Regarding facts, Wikidata can accept multiple values for the same thing, ideally linked to a reference for that value. Sometimes values may be taken at different times, sometimes there is valid disagreement about a value. There is also a mechanism where people can rank different values, saying that one is “preferred”. This means there is a way to say “there are multiple values available but this one seems best in some sense”.
Without trying gloss over Wikidata’s limitations (and at times it can drive me crazy), it is an extraordinary undertaking whose importance I think will only grow as time goes on.
As a lurker on the taxonomy project, and a member on a second Wikidata one, unfortunately it too often seems that the reality is there are 2 equally important competing streams. Having the discussions to develop a standard data model / approach and allocating time to spend on cleaning up data from the overwhelming percentage of contributors who wont ever read their debates/conclusions.

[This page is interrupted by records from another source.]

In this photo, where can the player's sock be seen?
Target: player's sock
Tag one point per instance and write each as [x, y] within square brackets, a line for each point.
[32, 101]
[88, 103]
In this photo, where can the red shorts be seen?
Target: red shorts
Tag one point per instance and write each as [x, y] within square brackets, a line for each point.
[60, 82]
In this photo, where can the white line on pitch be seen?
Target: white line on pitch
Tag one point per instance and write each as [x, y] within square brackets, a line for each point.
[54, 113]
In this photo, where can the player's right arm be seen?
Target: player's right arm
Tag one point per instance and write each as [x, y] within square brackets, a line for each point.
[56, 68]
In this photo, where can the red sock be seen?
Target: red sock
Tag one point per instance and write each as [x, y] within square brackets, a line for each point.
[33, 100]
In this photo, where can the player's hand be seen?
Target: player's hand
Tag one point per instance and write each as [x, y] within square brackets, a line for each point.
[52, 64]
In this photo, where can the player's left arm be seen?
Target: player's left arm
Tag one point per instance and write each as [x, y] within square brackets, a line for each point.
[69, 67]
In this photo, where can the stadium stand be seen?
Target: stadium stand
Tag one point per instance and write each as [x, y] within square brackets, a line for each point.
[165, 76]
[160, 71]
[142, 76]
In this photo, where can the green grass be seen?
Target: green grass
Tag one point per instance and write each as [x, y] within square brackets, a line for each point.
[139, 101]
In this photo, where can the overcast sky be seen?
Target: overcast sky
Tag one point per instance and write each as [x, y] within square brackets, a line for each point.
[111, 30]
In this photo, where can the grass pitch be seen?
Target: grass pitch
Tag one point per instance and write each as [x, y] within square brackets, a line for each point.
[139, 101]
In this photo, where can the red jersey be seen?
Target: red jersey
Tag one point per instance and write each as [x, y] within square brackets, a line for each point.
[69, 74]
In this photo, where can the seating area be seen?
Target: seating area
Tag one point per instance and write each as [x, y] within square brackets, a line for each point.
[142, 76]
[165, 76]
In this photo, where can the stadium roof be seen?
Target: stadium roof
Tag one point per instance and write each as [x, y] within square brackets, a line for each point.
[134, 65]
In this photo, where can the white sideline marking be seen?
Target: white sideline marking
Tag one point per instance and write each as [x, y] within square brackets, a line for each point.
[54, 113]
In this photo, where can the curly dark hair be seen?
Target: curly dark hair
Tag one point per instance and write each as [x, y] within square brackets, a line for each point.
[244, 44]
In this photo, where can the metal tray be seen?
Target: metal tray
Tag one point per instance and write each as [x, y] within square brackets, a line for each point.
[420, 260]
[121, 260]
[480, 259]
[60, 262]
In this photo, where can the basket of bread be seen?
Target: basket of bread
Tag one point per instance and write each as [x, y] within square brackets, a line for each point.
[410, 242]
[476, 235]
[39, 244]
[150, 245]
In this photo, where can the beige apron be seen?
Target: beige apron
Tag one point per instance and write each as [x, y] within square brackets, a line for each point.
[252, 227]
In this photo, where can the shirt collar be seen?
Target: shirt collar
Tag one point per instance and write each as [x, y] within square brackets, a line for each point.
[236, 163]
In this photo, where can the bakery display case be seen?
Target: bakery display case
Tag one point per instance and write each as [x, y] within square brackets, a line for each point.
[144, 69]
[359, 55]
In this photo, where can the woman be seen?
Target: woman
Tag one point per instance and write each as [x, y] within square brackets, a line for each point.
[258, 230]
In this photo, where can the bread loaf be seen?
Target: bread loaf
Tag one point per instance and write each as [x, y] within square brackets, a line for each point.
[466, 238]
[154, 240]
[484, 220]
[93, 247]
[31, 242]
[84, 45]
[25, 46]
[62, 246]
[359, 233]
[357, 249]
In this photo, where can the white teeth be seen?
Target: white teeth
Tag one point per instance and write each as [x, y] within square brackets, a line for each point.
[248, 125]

I can’t quite put it into words, but I do data stuff on WIkidata across several areas of interest, and taxonomy just seems ‘more broken’ than other areas. Of course how to model something when the question is ‘what is this’ and the answer is ‘it depends on who you ask’ is never going to be fully clean.
@rdmpage - Crossed out means that the name is not currently accepted, but you can have any number of synonyms under a single taxon ID in iNaturalist. And the synonyms are reflected in the functionality of the site even if they don’t show up in the API. For example, if you search for “Zygoballus bettini”, it will give you “Zygoballus rufipes” as the search result. It should be noted, however, that iNaturalist only allows one currently accepted scientific name per ID. It’s not too surprising that synonyms are not offered in the iNaturalist API. iNaturalist generally hides both synonyms and inactive taxons from the interface in order to minimize confusion, while Wikidata seems to prefer maximizing confusion!